In [1]:
# calculate moments of a binomial distribution
from scipy.stats import binom
# define the parameters of the distribution
p = 0.3
k = 100
# calculate moments
mean, var, _, _ = binom.stats(k, p, moments='mvsk')
print('Mean=%.3f, Variance=%.3f' % (mean, var))

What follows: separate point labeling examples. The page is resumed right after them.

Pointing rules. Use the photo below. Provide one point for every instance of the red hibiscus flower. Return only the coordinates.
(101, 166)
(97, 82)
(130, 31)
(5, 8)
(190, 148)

Mean=30.000, Variance=21.000


In [2]:
# example of using the pmf for the binomial distribution
from scipy.stats import binom
# define the parameters of the distribution
p = 0.3
k = 100
# define the distribution
dist = binom(k, p)
# calculate the probability of n successes
for n in range(10, 110, 10):
	print('P of %d success: %.3f%%' % (n, dist.pmf(n)*100))

P of 10 success: 0.000%
P of 20 success: 0.758%
P of 30 success: 8.678%
P of 40 success: 0.849%
P of 50 success: 0.001%
P of 60 success: 0.000%
P of 70 success: 0.000%
P of 80 success: 0.000%
P of 90 success: 0.000%
P of 100 success: 0.000%


In [3]:
# example of using the cdf for the binomial distribution
from scipy.stats import binom
# define the parameters of the distribution
p = 0.3
k = 100
# define the distribution
dist = binom(k, p)
# calculate the probability of <=n successes
for n in range(10, 110, 10):
	print('P of %d success: %.3f%%' % (n, dist.cdf(n)*100))

P of 10 success: 0.000%
P of 20 success: 1.646%
P of 30 success: 54.912%
P of 40 success: 98.750%
P of 50 success: 99.999%
P of 60 success: 100.000%
P of 70 success: 100.000%
P of 80 success: 100.000%
P of 90 success: 100.000%
P of 100 success: 100.000%


In [4]:
# example of simulating a multinomial process
from numpy.random import multinomial
# define the parameters of the distribution
p = [1.0/3.0, 1.0/3.0, 1.0/3.0]
k = 100
# run a single simulation
cases = multinomial(k, p)
# summarize cases
for i in range(len(cases)):
	print('Case %d: %d' % (i+1, cases[i]))

Case 1: 38
Case 2: 27
Case 3: 35


In [5]:
# calculate the probability for a given number of events of each type
from scipy.stats import multinomial
# define the parameters of the distribution
p = [1.0/3.0, 1.0/3.0, 1.0/3.0]
k = 100
# define the distribution
dist = multinomial(k, p)
# define a specific number of outcomes from 100 trials
cases = [33, 33, 34]
# calculate the probability for the case
pr = dist.pmf(cases)
# print as a percentage
print('Case=%s, Probability: %.3f%%' % (cases, pr*100))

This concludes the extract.